L1 instruction Exit to L0 L0 action
VMXON EXIT_REASON_VMXON handle_vmxon() — enable nested VMX state for this vCPU
VMPTRLD (set current VMCS) EXIT_REASON_VMPTRLD handle_vmptrld() — record which vmcs12 L1 is working with
VMWRITE EXIT_REASON_VMWRITE handle_vmwrite() — write field to vmcs12 in memory
VMREAD EXIT_REASON_VMREAD handle_vmread() — read field from vmcs12 in memory
VMLAUNCH EXIT_REASON_VMLAUNCH handle_vmlaunch()nested_vmx_run() — synthesize L2 entry
VMRESUME EXIT_REASON_VMRESUME handle_vmresume()nested_vmx_run() — re-enter L2
VMXOFF EXIT_REASON_VMXOFF handle_vmxoff() — disable nested VMX state

All of the above handlers live in arch/x86/kvm/vmx/nested.c.

struct vmcs12: L1's view of the VMCS

L0 keeps an in-memory copy of what L1 believes the VMCS contains. This is struct vmcs12, defined in arch/x86/kvm/vmx/vmcs12.h:

/* arch/x86/kvm/vmx/vmcs12.h (selected fields) */
struct vmcs12 {
    /* Header — must match the hardware VMCS revision identifier */
    u32 revision_id;
    u32 abort;            /* VM-entry abort indicator */

    /* Guest state area: what L1 puts here is L2's state */
    u64 guest_cr0, guest_cr3, guest_cr4;
    u64 guest_rsp, guest_rip, guest_rflags;
    u64 guest_ia32_efer;
    u16 guest_cs_selector, guest_ss_selector;
    /* ... all segment registers, descriptor table regs ... */

    /* Host state area: where L1 wants to return after L2 exits */
    u64 host_cr0, host_cr3, host_cr4;
    u64 host_rsp, host_rip;
    u64 host_ia32_efer;

    /* Control fields: what L1 wants to intercept for L2 */
    u32 pin_based_vm_exec_control;
    u32 cpu_based_vm_exec_control;
    u32 secondary_vm_exec_control;
    u64 ept_pointer;          /* L1's EPT for L2 (GPA → L1 HPA mapping) */
    u64 msr_bitmap;           /* L1's MSR bitmap for L2 */

    /* Exit/entry info: filled by L0 when synthesizing exits to L1 */
    u32 vm_exit_reason;
    u64 exit_qualification;
    u64 guest_physical_address;  /* GPA that caused EPT violation */
    u32 vm_instruction_error;
    /* ... */
};

L0 allocates one struct vmcs12 per L1 vCPU and stores a pointer in struct vcpu_vmx.nested.cached_vmcs12 (in arch/x86/kvm/vmx/vmx.h). When L1 executes VMREAD/VMWRITE, L0 reads/writes fields of this in-memory structure rather than touching a real VMCS.
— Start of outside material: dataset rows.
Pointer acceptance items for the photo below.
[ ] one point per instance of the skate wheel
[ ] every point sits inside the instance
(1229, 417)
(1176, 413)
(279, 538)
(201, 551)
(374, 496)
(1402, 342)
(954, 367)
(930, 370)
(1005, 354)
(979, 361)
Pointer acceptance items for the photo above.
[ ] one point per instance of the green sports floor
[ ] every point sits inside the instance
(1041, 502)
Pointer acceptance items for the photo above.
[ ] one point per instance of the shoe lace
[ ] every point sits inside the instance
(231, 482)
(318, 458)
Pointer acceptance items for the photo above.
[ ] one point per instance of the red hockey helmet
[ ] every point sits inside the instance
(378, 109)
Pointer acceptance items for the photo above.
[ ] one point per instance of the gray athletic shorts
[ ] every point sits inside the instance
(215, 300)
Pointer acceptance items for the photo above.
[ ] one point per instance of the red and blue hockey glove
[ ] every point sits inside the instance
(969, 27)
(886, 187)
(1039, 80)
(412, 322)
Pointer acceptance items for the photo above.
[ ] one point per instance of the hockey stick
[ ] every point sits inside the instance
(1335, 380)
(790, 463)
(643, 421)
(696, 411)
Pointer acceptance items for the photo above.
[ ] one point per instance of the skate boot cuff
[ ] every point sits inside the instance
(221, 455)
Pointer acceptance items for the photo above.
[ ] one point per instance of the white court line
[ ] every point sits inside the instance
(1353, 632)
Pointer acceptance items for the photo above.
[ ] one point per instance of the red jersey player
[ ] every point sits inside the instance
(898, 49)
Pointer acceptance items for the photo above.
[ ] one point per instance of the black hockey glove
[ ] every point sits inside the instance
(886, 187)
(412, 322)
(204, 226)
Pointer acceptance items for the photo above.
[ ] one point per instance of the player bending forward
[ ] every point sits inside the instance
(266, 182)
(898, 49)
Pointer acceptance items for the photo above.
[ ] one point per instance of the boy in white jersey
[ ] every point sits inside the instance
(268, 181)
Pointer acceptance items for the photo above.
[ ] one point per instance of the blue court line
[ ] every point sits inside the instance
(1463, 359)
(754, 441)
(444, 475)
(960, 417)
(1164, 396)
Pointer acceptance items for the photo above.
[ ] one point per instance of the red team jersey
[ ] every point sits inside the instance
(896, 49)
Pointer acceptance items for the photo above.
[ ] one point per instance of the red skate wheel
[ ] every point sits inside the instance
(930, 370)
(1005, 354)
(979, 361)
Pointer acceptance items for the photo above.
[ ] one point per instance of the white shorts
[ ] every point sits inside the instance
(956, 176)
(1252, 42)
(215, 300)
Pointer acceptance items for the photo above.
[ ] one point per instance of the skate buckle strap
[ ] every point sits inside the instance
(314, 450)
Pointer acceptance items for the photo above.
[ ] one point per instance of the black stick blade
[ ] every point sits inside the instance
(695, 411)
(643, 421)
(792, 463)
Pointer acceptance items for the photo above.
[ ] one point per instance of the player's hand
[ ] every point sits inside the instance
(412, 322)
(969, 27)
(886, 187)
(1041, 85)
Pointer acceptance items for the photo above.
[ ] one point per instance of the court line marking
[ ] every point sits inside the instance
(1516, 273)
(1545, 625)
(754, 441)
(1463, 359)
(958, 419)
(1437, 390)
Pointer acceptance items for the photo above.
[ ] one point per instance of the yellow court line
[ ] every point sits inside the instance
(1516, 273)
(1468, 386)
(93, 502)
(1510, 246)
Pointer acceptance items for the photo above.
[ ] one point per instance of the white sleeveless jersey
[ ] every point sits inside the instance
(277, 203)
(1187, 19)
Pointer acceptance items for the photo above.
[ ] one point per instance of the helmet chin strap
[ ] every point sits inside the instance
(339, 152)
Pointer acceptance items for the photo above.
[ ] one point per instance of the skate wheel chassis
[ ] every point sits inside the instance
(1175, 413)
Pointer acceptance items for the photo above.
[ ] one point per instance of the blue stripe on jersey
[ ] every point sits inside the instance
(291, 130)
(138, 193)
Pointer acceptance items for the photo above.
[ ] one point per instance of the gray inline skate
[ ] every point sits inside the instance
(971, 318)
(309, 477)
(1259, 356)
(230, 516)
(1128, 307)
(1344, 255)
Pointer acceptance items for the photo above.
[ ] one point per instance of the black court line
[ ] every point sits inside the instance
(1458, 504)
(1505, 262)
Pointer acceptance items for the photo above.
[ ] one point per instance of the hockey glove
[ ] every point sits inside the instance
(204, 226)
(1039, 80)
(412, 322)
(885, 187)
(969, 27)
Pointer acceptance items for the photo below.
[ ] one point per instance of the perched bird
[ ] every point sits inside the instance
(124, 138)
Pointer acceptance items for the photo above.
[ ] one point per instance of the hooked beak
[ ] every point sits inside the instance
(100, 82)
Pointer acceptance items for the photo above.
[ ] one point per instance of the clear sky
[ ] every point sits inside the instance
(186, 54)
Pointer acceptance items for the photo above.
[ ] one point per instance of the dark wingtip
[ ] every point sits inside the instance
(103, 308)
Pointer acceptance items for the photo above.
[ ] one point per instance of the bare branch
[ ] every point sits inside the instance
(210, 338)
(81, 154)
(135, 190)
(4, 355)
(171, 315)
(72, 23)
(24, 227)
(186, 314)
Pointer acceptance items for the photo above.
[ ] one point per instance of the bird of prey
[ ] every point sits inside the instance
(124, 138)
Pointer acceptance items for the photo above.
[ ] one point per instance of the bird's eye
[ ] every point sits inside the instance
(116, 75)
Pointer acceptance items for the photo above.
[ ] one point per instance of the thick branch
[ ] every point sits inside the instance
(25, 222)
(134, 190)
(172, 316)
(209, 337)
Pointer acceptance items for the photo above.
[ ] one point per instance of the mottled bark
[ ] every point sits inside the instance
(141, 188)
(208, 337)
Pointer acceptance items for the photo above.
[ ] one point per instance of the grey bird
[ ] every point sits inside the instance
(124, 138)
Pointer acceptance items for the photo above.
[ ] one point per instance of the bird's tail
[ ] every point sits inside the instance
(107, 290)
The merge: vmcs01 + vmcs12 = vmcs02

L0 has its own VMCS for running L1 — call it vmcs01. When L1 launches L2, L0 cannot simply use L1's vmcs12 as-is, because:

  • vmcs12 describes L2's state in L1's terms (L1 HPAs may be L0 GPAs).
  • L0 needs to add its own controls (e.g., L0's own EPT pointer, L0's MSR bitmaps).

Instead, L0 creates vmcs02: a real VMCS that merges L1's intent with L0's requirements.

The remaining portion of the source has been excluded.